A comprehensive emission inventory with enhanced spatial and temporal resolution is used to help quantify the contribution from three source categories (fossil, biofuel, and biomass burning) during ...the NASA TRACE‐P experiment. Daily biomass burning emissions are developed to support this analysis. Emissions of 27 species and their ratios, by sector, region, and source category are presented. The emission distributions and chemical composition are further analyzed using various statistical techniques. Using cluster analysis, the 27 chemical species are combined into 8 groups that have similar regional distribution, and 52 regions are assembled into 11 regional groups that have similar chemical composition. These groups are used in Chemical Mass Balance analysis to characterize air masses and to quantify the contribution of the three source categories to the observed species distributions. Five DC8 flights with 16 flight segments associated with outflow events are analyzed. In general, Asian outflow is a complex mixture of biofuel, biomass, and fossil sources. Flights in the post frontal regions at high latitudes and low altitudes have a high contribution of fossil fuel emissions.
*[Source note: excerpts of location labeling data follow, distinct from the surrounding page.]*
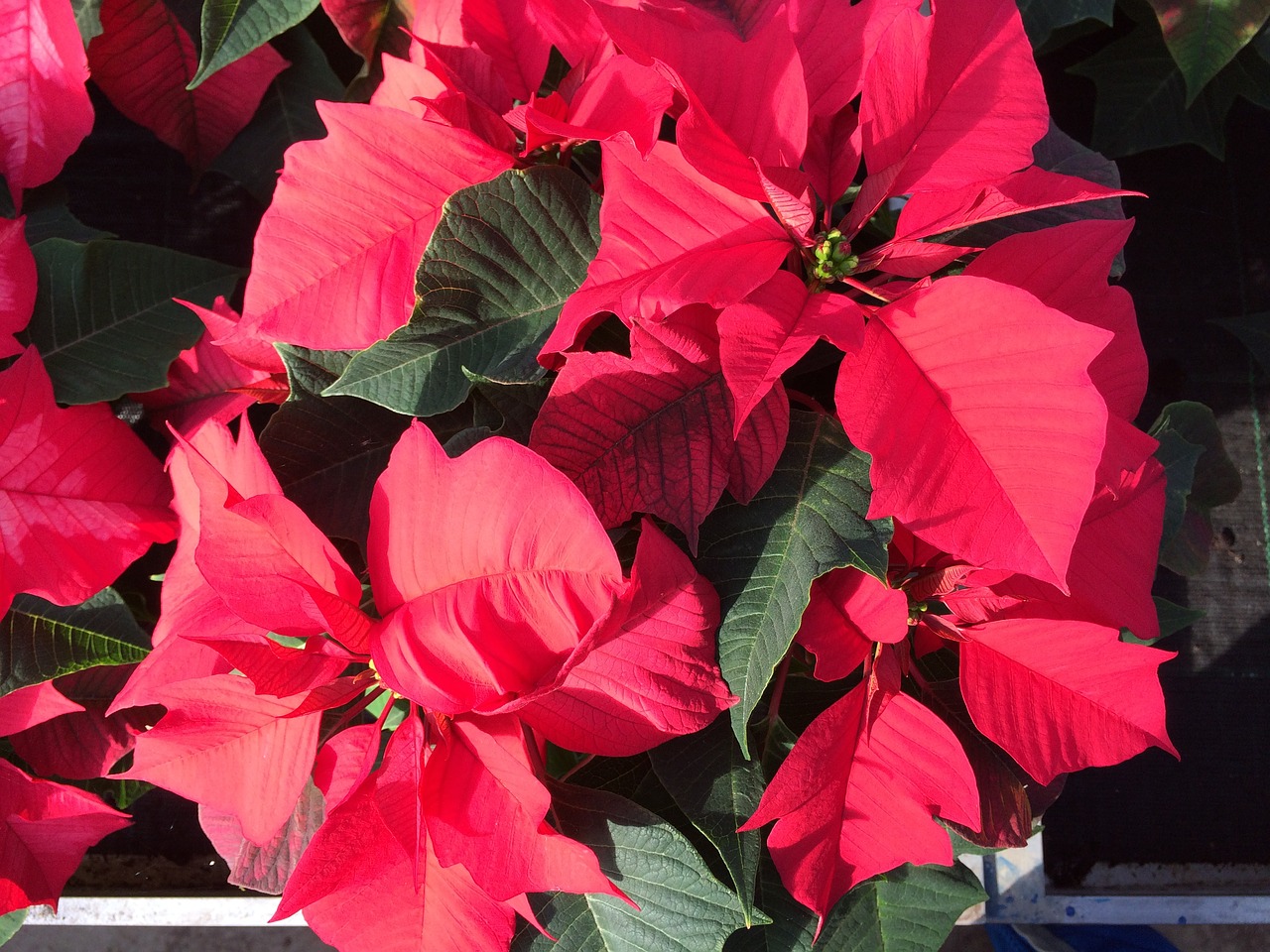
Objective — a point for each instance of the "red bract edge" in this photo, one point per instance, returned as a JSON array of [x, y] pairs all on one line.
[[992, 389]]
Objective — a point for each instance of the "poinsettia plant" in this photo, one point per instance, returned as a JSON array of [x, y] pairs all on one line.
[[670, 470]]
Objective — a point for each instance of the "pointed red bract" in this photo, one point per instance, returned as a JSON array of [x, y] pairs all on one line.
[[144, 60], [86, 743], [80, 495], [975, 403], [1060, 696], [45, 830], [218, 728], [356, 883], [858, 793], [45, 111], [653, 433], [336, 252], [17, 284], [668, 238], [1067, 268]]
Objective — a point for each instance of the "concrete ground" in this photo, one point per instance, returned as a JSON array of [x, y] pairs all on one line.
[[72, 938]]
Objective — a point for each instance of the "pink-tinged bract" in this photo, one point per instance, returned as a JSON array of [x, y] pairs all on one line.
[[653, 433], [949, 99], [45, 111], [648, 673], [668, 238], [483, 587], [45, 830], [143, 61], [80, 495], [335, 253], [974, 402]]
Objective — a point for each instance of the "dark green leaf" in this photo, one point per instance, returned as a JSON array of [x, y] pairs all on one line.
[[286, 114], [10, 923], [1174, 619], [232, 28], [104, 318], [1254, 330], [1044, 17], [762, 557], [87, 18], [911, 909], [310, 372], [503, 259], [1203, 36], [1215, 483], [717, 788], [1142, 96], [40, 640], [683, 906]]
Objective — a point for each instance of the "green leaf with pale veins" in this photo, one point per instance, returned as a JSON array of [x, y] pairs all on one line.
[[762, 557], [683, 907], [1203, 36], [232, 28], [717, 788], [40, 640], [105, 321], [503, 259], [287, 114]]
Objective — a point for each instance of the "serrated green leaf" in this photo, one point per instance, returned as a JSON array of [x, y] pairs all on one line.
[[683, 907], [910, 909], [327, 452], [10, 923], [1174, 617], [762, 557], [40, 640], [503, 259], [286, 116], [105, 321], [1142, 96], [1203, 36], [1254, 330], [716, 788], [230, 30], [1043, 17]]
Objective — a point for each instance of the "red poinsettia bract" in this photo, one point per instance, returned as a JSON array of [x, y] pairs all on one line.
[[506, 621]]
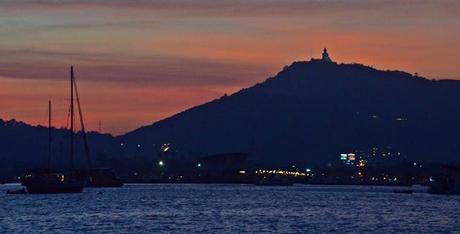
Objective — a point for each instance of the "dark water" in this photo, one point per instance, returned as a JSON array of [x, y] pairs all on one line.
[[230, 209]]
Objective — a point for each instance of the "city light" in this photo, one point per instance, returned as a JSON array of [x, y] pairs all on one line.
[[281, 172], [165, 148]]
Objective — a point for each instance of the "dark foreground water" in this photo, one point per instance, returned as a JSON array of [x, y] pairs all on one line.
[[229, 209]]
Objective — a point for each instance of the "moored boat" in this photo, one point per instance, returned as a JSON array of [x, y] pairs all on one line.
[[51, 180]]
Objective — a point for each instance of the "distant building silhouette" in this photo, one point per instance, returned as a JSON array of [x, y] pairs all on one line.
[[326, 56]]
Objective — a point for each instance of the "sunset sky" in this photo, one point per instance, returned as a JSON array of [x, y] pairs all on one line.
[[138, 61]]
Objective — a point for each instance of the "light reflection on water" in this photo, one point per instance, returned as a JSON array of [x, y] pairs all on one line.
[[229, 208]]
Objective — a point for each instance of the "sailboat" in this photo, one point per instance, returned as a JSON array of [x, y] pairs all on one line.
[[52, 180]]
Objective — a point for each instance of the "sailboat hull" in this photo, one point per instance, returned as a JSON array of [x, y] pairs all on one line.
[[52, 181], [69, 187]]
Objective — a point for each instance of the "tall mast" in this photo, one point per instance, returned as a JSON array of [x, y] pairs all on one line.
[[49, 134], [71, 119]]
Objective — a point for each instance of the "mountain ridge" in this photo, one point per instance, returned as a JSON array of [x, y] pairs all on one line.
[[326, 89]]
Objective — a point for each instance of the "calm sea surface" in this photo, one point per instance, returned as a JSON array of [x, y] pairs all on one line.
[[229, 209]]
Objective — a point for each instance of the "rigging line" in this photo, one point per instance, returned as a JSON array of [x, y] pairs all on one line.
[[83, 132]]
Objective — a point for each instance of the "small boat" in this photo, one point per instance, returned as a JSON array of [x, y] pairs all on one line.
[[447, 183], [50, 180], [273, 180], [19, 191], [100, 178]]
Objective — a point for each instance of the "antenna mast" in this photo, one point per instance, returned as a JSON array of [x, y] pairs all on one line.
[[49, 134]]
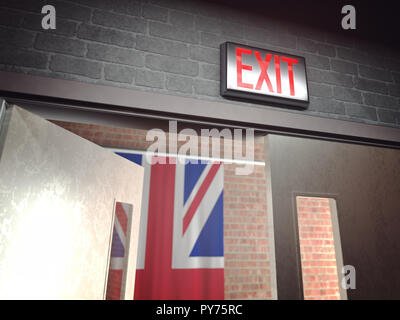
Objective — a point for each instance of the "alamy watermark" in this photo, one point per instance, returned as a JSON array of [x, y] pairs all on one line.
[[238, 146], [349, 20], [49, 19]]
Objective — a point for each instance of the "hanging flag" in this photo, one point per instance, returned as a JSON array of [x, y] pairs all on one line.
[[119, 252], [181, 254]]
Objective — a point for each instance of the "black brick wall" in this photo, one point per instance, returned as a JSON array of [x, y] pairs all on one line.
[[172, 46]]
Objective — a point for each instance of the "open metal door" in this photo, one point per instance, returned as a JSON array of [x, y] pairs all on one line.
[[365, 183], [58, 194]]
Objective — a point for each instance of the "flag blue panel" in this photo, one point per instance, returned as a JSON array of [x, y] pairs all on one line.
[[211, 239], [117, 248], [192, 174], [136, 158]]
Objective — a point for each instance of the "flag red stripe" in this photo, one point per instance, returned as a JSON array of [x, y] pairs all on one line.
[[158, 280], [121, 216], [199, 196]]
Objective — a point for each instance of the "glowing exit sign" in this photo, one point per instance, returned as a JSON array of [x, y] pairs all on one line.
[[261, 74]]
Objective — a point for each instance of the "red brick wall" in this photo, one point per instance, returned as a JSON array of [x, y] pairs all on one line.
[[246, 245], [318, 260]]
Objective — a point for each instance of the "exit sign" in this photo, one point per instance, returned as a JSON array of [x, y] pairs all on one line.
[[261, 74]]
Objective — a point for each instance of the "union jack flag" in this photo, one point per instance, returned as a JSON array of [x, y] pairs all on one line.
[[181, 254], [119, 252]]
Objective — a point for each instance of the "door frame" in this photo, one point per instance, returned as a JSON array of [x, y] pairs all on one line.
[[64, 98]]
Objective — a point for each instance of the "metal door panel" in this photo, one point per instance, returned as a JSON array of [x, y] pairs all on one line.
[[57, 194]]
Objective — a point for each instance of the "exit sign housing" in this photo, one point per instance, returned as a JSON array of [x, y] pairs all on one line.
[[263, 75]]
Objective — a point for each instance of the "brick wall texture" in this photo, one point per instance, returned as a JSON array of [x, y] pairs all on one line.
[[246, 239], [317, 249], [172, 47]]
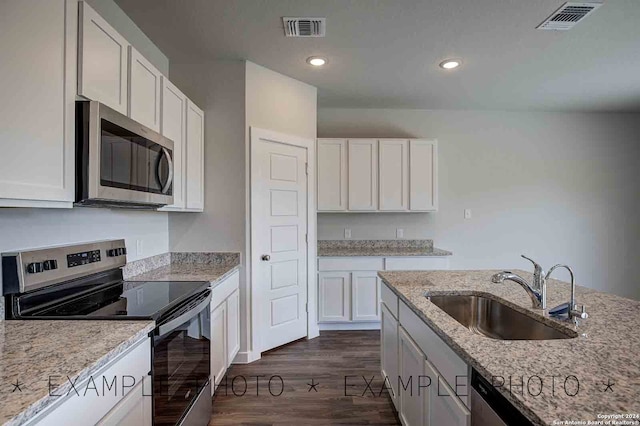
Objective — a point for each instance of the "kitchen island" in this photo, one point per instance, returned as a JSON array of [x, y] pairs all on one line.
[[549, 381]]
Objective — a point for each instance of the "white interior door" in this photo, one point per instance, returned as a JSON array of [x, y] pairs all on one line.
[[278, 235]]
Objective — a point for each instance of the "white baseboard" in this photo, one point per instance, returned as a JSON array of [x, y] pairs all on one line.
[[246, 357], [349, 326]]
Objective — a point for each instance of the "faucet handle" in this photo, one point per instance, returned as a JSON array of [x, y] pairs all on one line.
[[536, 266]]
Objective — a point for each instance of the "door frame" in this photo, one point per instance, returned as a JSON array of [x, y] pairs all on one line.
[[256, 134]]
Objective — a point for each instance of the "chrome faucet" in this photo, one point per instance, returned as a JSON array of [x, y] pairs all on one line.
[[537, 291], [570, 309]]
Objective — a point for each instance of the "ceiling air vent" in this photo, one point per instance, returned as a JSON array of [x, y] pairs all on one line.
[[304, 27], [568, 15]]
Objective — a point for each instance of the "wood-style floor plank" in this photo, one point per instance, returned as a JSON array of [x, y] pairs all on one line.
[[329, 360]]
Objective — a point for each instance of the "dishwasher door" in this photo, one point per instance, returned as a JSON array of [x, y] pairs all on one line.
[[490, 408], [481, 412]]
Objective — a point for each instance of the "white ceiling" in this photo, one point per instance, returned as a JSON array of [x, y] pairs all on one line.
[[385, 53]]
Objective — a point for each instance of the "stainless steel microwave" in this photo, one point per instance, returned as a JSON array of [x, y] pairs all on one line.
[[120, 162]]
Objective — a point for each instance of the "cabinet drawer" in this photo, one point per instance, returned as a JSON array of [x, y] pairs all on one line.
[[416, 263], [351, 264], [223, 290], [390, 300], [89, 407], [450, 366]]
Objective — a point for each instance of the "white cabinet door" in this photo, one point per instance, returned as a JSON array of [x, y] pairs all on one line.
[[444, 408], [332, 174], [195, 158], [37, 116], [334, 298], [218, 344], [365, 296], [102, 56], [394, 175], [144, 90], [412, 387], [363, 174], [423, 175], [233, 326], [134, 409], [174, 126], [389, 351]]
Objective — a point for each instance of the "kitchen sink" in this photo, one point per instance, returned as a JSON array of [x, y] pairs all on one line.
[[494, 319]]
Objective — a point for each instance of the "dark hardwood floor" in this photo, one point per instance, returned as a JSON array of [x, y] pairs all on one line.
[[340, 363]]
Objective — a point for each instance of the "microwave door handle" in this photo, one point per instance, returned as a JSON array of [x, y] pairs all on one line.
[[192, 313], [166, 186]]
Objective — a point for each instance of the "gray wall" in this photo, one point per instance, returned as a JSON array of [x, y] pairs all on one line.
[[119, 20], [235, 95], [560, 187]]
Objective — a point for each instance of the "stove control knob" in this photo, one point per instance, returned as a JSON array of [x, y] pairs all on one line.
[[50, 265], [35, 267]]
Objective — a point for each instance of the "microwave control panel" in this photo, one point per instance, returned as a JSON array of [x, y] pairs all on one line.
[[83, 258]]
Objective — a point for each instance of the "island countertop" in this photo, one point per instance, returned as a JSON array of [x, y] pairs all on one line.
[[32, 351], [601, 366]]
Flights in the warm sector of cold fronts are dominated by biomass burning contributions (about 70%). Biofuel contributions are high (about 70%) when air masses come from central China. The receptor model results are shown to be consistent with other 3‐D chemical model sensitivity studies and analysis using ratios of indicator species (e.g., dK+/dSO42−, CH3CN/SOy, SOy/CO, and C2Cl4/CO).